Microcatheter CAR-T Cell Program. We are also developing our proprietary microcatheter technology for Chimeric Antigen Receptor Therapy, or CAR-T. We plan to use our proprietary intraductal microcatheter technology to deliver CAR-T cells into the ducts of the breast for the potential targeted treatment of breast cancer.
Our novel approach uses our proprietary intraductal microcatheter technology for the potential transpapillary, or “TRAP,” delivery of T-cells that have been genetically modified to attack breast cancer cells. We believe this method has several potential advantages: reduced toxicity by limiting systemic exposure of the T-cells; improved efficacy by placing the T-cells in direct contact with the target ductal epithelial cells that are undergoing malignant transformation; and, lymphatic migration of the CAR-T cells along the same path taken by migrating cancer cells, potentially extending their cytotoxic actions into the regional lymph system, which could limit tumor cell dissemination. This program is in the research and development phase and has not been approved by the FDA or any other regulatory body. Pre-clinical studies, and clinical studies demonstrating safety and efficacy among other things, and regulatory approvals will be required before commercialization.

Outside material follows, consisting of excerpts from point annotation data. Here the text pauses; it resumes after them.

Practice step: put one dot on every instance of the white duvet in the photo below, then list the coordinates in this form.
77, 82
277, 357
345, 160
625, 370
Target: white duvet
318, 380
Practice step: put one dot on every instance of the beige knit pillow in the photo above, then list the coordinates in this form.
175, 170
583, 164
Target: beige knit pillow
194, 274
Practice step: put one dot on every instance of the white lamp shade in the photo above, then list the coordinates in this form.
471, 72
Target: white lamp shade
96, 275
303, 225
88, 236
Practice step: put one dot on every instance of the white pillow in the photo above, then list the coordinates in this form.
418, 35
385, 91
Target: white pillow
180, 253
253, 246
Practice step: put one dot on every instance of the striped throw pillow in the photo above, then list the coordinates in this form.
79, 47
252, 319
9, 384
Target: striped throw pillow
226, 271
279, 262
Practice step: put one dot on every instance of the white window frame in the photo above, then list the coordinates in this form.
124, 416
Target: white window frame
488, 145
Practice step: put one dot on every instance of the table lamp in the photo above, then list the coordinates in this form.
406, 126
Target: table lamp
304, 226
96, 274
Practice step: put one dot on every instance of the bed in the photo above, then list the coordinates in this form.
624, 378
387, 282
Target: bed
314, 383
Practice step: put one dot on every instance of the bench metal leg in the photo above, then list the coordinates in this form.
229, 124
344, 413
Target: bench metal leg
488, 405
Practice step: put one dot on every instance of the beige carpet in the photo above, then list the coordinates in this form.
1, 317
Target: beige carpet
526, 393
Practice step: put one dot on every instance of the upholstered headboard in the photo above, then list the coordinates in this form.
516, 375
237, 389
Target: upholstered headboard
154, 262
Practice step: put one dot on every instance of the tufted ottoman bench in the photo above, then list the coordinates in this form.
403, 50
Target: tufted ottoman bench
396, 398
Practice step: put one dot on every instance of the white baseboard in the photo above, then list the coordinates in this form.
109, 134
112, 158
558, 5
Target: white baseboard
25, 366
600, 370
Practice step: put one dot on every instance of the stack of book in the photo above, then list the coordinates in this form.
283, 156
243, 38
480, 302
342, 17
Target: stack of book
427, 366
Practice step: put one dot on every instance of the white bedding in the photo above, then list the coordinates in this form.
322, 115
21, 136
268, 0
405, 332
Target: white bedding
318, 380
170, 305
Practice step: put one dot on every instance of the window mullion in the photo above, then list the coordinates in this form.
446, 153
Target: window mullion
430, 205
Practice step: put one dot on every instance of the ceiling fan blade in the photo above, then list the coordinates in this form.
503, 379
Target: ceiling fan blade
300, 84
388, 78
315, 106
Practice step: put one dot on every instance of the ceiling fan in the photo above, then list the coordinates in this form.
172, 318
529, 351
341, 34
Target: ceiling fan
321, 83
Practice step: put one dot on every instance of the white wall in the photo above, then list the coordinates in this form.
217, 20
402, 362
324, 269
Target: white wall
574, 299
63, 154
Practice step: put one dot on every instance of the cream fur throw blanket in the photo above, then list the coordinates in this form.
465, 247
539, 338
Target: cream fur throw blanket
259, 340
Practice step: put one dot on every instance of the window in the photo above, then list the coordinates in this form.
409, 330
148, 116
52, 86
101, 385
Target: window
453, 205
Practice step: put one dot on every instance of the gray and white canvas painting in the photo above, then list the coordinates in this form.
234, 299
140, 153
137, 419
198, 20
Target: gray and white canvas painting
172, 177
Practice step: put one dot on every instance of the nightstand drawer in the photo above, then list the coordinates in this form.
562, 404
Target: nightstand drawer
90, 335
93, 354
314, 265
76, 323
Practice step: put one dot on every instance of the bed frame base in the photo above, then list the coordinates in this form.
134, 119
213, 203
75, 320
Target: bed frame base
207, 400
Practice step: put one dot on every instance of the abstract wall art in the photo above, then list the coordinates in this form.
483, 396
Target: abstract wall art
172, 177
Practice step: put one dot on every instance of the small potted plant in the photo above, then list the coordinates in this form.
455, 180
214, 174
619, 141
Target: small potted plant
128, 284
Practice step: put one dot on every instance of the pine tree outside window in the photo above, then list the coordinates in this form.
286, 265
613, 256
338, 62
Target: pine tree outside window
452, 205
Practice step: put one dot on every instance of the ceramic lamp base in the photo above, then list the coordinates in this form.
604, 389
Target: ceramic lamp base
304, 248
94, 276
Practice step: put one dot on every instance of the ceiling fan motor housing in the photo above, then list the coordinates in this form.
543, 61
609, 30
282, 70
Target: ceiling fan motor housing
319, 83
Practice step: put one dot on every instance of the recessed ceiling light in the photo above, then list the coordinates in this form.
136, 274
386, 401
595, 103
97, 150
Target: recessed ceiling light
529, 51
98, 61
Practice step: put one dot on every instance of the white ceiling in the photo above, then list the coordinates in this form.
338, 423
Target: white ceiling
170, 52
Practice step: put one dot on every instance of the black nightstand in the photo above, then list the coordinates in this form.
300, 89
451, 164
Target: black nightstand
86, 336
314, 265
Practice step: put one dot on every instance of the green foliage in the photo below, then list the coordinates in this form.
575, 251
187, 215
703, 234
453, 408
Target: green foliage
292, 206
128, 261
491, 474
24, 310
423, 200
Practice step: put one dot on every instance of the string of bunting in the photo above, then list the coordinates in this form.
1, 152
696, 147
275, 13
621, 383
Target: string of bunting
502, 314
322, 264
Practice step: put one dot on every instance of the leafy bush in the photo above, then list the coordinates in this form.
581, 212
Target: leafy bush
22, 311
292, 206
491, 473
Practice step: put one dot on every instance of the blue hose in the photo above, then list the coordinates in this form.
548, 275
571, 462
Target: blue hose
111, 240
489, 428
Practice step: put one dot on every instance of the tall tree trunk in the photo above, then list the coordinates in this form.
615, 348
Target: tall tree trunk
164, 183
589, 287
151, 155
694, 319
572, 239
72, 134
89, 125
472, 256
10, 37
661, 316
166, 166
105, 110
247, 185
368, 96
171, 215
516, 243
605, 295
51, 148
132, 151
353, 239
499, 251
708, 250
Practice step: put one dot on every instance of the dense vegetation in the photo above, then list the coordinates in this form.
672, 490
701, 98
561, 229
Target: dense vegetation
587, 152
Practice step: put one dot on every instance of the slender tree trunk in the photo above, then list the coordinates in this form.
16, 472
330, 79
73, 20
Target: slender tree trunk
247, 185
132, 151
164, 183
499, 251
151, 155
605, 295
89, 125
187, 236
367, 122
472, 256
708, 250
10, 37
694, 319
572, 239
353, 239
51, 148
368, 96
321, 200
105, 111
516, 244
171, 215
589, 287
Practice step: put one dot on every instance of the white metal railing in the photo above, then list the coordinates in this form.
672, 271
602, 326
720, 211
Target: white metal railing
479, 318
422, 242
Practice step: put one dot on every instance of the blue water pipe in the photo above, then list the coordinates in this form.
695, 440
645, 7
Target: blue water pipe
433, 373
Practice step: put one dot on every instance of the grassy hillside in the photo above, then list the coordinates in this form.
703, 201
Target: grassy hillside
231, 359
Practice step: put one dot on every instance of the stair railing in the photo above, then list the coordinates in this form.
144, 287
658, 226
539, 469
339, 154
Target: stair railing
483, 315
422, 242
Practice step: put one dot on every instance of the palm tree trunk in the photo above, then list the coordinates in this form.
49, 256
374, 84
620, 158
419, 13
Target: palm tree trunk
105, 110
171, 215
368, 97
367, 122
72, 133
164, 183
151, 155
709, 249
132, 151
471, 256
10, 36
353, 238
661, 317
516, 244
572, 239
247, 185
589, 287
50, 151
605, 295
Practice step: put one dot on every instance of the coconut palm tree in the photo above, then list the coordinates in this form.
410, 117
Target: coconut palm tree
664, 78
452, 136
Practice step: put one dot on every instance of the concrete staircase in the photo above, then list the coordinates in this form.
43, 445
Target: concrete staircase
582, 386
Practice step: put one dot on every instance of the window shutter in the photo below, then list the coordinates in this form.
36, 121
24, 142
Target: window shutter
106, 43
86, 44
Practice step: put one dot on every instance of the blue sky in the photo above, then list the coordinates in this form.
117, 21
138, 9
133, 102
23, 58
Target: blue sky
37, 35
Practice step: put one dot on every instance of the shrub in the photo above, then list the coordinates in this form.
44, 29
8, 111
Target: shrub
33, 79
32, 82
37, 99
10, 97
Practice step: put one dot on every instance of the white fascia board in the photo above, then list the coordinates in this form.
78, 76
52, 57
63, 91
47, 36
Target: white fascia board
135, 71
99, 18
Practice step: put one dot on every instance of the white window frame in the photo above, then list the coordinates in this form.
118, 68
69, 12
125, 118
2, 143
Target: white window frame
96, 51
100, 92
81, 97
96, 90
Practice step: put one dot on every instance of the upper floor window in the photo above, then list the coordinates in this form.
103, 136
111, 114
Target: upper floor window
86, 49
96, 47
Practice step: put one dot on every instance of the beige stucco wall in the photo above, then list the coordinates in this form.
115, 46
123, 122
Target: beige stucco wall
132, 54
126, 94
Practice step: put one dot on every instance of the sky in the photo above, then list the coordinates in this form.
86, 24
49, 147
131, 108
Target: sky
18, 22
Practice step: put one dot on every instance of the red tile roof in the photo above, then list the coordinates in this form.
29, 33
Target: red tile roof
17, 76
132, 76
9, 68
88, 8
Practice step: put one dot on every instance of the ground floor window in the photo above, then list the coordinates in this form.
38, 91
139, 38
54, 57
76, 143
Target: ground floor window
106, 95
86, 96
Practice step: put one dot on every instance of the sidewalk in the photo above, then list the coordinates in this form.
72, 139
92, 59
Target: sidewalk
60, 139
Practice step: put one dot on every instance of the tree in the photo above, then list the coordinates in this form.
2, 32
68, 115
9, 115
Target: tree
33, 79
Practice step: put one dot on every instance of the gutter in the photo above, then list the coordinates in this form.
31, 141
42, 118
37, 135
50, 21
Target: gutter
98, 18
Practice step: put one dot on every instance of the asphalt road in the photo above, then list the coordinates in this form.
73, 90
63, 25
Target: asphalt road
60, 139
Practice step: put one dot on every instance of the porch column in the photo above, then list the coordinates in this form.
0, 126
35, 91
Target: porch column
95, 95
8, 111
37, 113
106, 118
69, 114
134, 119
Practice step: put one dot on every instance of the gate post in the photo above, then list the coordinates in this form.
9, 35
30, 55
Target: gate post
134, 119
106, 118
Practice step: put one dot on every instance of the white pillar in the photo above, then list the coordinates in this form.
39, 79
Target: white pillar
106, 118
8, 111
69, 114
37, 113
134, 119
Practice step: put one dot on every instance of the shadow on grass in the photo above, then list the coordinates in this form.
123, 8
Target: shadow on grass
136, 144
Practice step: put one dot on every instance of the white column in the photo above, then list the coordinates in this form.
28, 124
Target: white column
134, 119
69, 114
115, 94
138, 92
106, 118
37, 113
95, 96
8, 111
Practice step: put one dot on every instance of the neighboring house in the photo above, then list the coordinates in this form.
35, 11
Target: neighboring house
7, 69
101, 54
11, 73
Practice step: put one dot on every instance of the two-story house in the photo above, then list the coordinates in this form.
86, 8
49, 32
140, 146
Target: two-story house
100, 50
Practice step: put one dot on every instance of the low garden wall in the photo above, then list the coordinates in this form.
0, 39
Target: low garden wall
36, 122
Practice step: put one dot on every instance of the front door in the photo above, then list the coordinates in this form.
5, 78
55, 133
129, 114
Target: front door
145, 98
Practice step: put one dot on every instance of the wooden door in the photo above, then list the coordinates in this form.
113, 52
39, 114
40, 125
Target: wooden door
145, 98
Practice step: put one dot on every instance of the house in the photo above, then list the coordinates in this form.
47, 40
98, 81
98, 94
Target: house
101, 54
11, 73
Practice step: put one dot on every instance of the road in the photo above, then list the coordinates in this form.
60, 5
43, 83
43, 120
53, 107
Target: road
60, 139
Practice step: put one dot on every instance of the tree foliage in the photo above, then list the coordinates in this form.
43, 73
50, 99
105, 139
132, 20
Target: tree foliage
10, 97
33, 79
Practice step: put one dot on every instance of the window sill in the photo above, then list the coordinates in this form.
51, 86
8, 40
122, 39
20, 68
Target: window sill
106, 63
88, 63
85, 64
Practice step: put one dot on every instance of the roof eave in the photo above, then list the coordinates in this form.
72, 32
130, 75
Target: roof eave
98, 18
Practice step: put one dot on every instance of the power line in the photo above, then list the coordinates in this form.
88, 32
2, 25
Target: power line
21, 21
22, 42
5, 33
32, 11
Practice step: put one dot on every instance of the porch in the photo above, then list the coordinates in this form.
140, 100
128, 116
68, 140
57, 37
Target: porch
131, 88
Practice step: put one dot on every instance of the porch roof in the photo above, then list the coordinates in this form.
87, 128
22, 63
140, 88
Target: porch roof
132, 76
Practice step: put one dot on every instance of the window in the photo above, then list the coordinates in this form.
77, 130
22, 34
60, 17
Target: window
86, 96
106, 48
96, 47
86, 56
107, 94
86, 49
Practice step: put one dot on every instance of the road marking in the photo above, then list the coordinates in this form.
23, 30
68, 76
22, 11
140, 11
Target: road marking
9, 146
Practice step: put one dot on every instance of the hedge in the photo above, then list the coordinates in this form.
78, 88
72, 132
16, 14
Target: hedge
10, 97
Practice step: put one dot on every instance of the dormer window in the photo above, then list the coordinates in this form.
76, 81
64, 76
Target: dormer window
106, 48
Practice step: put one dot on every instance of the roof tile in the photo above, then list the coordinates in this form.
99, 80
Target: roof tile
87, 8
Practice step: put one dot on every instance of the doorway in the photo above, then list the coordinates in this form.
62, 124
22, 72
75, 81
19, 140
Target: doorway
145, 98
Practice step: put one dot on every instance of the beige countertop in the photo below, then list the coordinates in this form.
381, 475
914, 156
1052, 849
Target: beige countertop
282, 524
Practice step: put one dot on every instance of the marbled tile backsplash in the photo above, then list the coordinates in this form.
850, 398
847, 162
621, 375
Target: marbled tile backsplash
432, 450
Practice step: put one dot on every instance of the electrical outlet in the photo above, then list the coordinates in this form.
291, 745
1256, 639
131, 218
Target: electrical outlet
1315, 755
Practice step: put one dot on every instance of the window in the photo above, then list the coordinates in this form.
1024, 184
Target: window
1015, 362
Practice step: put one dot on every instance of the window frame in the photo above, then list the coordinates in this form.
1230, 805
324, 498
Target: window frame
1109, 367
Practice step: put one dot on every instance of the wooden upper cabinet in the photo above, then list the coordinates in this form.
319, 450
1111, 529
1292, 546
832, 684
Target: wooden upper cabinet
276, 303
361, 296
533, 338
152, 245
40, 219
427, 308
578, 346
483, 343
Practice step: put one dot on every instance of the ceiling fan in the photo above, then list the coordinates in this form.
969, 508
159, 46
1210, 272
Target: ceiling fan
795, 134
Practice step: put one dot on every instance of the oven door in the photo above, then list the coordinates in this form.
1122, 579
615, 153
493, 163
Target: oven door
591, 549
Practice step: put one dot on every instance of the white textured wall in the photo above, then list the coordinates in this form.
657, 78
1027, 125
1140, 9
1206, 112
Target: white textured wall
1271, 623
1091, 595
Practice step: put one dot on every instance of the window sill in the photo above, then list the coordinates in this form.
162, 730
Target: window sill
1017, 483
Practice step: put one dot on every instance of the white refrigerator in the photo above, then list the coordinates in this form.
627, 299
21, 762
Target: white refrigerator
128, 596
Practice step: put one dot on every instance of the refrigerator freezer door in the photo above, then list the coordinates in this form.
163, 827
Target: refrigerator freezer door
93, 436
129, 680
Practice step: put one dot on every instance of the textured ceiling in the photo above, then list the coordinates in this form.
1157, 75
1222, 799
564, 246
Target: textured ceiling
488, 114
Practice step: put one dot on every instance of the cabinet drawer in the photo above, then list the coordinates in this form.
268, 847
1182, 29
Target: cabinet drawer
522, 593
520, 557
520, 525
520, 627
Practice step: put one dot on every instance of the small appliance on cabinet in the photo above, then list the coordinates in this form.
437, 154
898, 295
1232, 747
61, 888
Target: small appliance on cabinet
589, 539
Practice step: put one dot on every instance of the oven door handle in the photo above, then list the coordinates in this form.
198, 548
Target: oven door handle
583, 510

The transpapillary (TRAP) delivery of therapeutics in breast cancer clinical trials have demonstrated “that cytotoxic drugs can be safely administered into breast ducts with minimal toxicity” (Zhang B, et al. Chin J Cancer Res. 2014 Oct;26(5):579-87; www.ncbi.nlm.nih.gov/pubmed/25400424). T cells are removed from a patient and modified so that they express receptors specific to the patient’s particular breast cancer. The T cells, which can then recognize and kill the cancer cells, are reintroduced into the patient using a microcatheter into the natural ducts of the breast.
Chimeric antigen receptors (or, “CARs” and also known as chimeric immunoreceptors, chimeric T cell receptors, artificial T cell receptors or CAR-T) are engineered receptors, which graft an arbitrary specificity onto an immune effector cell (T cell). Typically, these receptors are used to graft the specificity of a monoclonal antibody onto a T cell, with transfer of their coding sequence facilitated by retroviral vectors. The receptors are called chimeric because they are composed of parts from different sources.
CAR-T technology has recently been the subject of much attention, as pioneer CAR-T company Kite Pharma recently announced its acquisition by Gilead, and the FDA recently approved Novartis’s Kymriah™ for treatment of B-cell Acute Lymphoblastic Leukemia.